How can 2 different formulas for estimating head loss (both provided by Taco), wind up with answers that far apart? At FloPro U., they caution that you could oversize by as much as 50%, BUT 500%!!. It would seem...Hydronics Step by Step, becomes Misstep by Misstep. 
One is based on the other
The formula:
Head loss = equivalent pipe length * 0.04
is assuming a fluid velocity of 3 ft/sec. 3 ft/sec in 3/4 copper corresponds to about 4.8 gpm.
The 0.04 value is 0.04 feet of head per foot. It represents the head loss @ about 4.8 gpm for one foot of 3/4 copper tubing.
Does this seem reasonable? Let's do a head loss calculation for 1 foot of 3/4 @ 4.8 gpm. That would be:
Head loss = k * c * L * (f^1.75) with k= 0.003, c= 1, L= 1, and f= 4.8
Head loss = 0.003 * (4.8^1.75)
Head loss = 0.046 feet
So with a fluid velocity of 3 ft/sec corresponding to a flow rate of about 4.8 gpm, we do get about 0.04 feet of head per foot. 
yes
.046 x 150 = 6.9' You are solving for 1 ftThis post was edited by an admin on February 17, 2013 2:37 PM. 

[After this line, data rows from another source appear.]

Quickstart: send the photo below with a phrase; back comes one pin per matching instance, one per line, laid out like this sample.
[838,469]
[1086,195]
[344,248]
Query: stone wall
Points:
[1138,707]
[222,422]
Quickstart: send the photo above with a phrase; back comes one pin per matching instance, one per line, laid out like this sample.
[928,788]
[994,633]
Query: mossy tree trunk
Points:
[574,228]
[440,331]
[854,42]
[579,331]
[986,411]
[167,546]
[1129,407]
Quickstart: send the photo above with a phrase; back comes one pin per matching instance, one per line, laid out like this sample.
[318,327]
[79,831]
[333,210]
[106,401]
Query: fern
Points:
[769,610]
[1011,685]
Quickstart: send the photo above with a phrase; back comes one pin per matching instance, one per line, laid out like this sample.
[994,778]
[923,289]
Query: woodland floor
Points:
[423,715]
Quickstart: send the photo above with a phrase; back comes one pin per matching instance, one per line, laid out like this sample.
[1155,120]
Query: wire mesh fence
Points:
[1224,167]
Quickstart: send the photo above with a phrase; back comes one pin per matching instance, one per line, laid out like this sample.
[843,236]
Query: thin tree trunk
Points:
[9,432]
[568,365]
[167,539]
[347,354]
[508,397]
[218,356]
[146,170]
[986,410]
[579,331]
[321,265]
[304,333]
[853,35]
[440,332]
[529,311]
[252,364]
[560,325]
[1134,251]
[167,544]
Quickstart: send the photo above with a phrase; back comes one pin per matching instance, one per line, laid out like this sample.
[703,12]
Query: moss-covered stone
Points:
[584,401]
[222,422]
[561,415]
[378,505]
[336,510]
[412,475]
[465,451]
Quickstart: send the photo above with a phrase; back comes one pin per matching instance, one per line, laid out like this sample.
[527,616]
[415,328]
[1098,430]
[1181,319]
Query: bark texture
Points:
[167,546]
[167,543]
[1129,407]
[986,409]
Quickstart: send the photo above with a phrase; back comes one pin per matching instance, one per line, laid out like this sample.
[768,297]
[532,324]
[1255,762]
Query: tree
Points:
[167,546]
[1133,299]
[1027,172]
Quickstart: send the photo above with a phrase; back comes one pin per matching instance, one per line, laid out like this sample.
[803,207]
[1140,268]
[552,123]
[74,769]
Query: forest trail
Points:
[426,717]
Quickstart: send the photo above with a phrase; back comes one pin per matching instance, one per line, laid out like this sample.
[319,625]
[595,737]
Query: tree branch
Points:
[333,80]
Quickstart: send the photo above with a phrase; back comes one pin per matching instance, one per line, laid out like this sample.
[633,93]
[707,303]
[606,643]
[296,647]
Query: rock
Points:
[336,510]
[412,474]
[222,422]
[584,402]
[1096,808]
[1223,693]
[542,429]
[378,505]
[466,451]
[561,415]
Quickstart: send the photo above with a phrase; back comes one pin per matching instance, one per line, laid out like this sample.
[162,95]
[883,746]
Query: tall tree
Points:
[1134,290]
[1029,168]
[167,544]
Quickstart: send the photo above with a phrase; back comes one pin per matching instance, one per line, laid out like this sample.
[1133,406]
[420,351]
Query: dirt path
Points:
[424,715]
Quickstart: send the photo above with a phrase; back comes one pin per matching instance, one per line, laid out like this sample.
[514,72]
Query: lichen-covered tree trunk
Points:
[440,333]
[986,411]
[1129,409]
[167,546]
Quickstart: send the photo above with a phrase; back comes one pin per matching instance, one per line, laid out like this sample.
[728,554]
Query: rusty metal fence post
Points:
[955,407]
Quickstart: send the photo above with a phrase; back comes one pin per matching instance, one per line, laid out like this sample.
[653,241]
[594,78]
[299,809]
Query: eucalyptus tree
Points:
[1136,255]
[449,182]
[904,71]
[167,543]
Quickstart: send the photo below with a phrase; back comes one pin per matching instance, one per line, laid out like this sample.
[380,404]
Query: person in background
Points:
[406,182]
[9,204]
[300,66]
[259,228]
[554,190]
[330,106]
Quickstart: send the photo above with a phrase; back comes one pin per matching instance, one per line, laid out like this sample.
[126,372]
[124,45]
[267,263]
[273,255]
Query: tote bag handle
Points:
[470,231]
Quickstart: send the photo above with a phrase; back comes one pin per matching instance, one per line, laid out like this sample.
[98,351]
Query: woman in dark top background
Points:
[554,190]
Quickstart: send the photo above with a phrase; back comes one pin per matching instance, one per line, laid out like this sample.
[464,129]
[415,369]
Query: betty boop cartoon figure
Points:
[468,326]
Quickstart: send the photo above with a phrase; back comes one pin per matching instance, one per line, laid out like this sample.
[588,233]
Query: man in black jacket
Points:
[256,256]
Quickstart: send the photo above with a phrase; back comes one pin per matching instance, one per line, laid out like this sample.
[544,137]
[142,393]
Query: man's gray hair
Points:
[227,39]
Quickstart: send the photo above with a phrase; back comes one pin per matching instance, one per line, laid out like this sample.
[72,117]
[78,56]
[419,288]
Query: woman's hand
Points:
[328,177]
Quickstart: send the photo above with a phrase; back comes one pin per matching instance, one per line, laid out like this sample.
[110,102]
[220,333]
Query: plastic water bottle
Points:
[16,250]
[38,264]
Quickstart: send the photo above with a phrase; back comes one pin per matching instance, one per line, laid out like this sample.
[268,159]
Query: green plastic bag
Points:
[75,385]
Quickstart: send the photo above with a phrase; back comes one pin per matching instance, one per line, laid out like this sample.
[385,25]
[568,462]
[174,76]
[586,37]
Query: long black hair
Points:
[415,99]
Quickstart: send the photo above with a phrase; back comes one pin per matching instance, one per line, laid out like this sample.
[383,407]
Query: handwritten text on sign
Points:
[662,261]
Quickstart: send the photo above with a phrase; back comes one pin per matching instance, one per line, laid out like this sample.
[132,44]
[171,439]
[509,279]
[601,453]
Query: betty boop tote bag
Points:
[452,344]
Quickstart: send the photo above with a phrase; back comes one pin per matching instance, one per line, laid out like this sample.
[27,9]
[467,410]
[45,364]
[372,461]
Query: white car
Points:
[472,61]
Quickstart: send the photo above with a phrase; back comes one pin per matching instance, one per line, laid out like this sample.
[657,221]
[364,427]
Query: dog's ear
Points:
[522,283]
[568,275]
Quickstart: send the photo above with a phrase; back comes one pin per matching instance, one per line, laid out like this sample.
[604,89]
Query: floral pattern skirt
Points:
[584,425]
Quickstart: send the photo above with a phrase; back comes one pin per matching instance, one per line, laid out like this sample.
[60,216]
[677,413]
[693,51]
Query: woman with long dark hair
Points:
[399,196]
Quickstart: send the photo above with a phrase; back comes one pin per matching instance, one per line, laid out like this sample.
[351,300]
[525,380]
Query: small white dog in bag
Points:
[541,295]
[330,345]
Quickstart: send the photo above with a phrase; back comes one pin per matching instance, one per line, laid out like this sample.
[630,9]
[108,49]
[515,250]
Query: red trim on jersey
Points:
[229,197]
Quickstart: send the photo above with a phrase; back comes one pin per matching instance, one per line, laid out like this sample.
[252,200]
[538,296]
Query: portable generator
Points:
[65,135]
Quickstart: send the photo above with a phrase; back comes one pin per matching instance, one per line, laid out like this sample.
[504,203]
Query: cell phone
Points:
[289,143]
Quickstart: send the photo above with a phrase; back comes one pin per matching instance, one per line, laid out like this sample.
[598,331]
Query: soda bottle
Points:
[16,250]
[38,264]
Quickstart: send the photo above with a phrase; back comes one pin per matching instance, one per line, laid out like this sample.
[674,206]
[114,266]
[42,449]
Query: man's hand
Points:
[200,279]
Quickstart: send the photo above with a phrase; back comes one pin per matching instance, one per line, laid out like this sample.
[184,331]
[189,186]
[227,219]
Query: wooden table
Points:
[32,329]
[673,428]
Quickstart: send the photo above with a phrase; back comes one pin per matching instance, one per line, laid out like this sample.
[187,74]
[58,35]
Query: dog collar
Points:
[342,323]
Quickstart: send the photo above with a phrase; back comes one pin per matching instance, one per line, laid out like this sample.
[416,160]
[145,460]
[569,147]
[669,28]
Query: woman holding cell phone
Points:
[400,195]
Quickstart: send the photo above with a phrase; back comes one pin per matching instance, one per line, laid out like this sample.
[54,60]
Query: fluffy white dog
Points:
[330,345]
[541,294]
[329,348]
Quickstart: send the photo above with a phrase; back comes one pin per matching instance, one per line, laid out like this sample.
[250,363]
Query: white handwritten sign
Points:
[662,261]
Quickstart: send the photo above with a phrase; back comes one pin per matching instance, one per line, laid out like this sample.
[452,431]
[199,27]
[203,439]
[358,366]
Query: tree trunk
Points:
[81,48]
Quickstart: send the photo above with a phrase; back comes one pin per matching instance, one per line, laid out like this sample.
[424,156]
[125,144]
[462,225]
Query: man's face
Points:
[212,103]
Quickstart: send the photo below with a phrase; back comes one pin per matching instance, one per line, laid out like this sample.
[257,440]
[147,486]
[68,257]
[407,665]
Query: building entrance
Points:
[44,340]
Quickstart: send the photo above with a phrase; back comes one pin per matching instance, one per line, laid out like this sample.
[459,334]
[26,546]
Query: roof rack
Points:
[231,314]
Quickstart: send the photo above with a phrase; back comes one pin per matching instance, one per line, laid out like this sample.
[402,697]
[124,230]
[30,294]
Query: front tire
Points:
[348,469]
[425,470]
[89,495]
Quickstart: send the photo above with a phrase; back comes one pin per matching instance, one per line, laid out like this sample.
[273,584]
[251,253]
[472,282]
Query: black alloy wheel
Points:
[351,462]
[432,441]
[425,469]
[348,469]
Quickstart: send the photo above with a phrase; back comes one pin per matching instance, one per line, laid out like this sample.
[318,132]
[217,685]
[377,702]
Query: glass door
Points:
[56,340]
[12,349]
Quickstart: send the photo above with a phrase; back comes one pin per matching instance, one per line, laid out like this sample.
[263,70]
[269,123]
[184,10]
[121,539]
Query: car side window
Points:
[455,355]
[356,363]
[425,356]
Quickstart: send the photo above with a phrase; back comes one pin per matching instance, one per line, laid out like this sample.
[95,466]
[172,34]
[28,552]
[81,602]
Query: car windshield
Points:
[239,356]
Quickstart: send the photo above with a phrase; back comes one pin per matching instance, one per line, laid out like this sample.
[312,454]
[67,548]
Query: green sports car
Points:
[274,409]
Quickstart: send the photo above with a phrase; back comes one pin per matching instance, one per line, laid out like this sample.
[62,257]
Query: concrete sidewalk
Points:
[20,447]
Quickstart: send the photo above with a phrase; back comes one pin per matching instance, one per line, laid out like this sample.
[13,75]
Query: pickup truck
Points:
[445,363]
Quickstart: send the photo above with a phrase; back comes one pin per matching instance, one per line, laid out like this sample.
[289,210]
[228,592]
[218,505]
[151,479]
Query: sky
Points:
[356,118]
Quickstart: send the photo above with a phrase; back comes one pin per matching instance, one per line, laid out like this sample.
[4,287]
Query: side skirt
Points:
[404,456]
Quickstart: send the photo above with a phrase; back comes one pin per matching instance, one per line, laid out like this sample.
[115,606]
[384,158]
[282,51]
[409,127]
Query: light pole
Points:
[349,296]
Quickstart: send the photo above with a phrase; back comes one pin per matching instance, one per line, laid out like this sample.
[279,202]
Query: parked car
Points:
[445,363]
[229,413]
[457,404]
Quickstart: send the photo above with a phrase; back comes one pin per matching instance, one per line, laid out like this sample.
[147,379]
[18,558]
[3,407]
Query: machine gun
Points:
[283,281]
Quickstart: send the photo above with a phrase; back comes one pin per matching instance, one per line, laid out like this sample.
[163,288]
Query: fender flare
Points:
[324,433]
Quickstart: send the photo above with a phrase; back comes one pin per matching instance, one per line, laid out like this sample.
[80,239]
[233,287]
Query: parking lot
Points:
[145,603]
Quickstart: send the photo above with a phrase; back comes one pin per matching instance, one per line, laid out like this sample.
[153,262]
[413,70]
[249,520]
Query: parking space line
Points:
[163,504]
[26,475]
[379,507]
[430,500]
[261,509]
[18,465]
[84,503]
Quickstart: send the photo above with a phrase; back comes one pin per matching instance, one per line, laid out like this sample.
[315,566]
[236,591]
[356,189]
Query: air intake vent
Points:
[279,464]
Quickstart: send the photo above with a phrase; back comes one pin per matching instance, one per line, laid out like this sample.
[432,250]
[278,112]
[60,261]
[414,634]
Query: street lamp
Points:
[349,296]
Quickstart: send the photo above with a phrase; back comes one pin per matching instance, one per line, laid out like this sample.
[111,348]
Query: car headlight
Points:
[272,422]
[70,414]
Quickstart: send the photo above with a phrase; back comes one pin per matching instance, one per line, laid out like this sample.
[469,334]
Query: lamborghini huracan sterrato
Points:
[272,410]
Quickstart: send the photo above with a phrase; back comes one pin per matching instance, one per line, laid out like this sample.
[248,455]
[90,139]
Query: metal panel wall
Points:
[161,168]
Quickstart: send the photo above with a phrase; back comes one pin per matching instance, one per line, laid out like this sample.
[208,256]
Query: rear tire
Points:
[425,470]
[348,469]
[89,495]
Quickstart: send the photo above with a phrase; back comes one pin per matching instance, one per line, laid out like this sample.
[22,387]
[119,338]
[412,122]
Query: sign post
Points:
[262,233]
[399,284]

100' Run x 1.5 x.04 = 6' Head
After trying lots of different formulas, this simple one seems to agree with most of the others, as long as I plugged in all of the right numbers. I am going to stick with it. All my confusion stemmed from not calculating the length of the longest circuit, and basing the loss on it. Instead, I was basing everything on the entire loop, all 2 circuits. This was wrong. 
HDS2
Have you guys taken a look at Siggy's Hydronic Design Studio2. It uses all your formula's and will give you an answer in 2 minutes.
John Pughe 
One Thing Not Taken
Into consideration is a fixed speed pump is going to operate on it's curve no matter how down to the science you get the head loss."The bitter taste of a poor installation remains much longer than the sweet taste of the lowest price." 
If
you've figured correctly, what is the down side to that? 
Paul
I was referring to this situation. The basic formula of Run x 1.5 x. 04 gets you the same pump in the end..I'm sure you like me haven't seen too many 003 or 005 Taco circs installed out there. In this case the 003 would be the right pump at twice the cost or more then a 007. This is where a Bumble Bee would fit rather nicely."The bitter taste of a poor installation remains much longer than the sweet taste of the lowest price." 
Agreed
But then the Bumblebee is twice the price. It gives you way more bang for your buck. Which brings us back to P/S piping and the ability to run a 10* DeltaT on the system side(as suggested), while staying with at least a 20 through the HX.. 
rule(s) of thumb
Here is that general rule recalculated for a variety of different fluid velocities for 3/4 copper tubing:
Head loss @ 1.0 ft/sec = equivalent pipe length * 0.0069
Head loss @ 1.5 ft/sec = equivalent pipe length * 0.014
Head loss @ 2.0 ft/sec = equivalent pipe length * 0.023
Head loss @ 2.5 ft/sec = equivalent pipe length * 0.034
Head loss @ 3.0 ft/sec = equivalent pipe length * 0.047
Head loss @ 3.5 ft/sec = equivalent pipe length * 0.062
Head loss @ 4.0 ft/sec = equivalent pipe length * 0.078
So the head loss for 100 feet of 3/4 tubing would range from 0.69 feet @ 1.0 ft/sec through 7.8 feet @ 4.0 ft/sec 
Pipe Sizing
As long as you're within pipe sizing guidelines for flow, those calcs are not necessary.This post was edited by an admin on February 18, 2013 9:02 AM.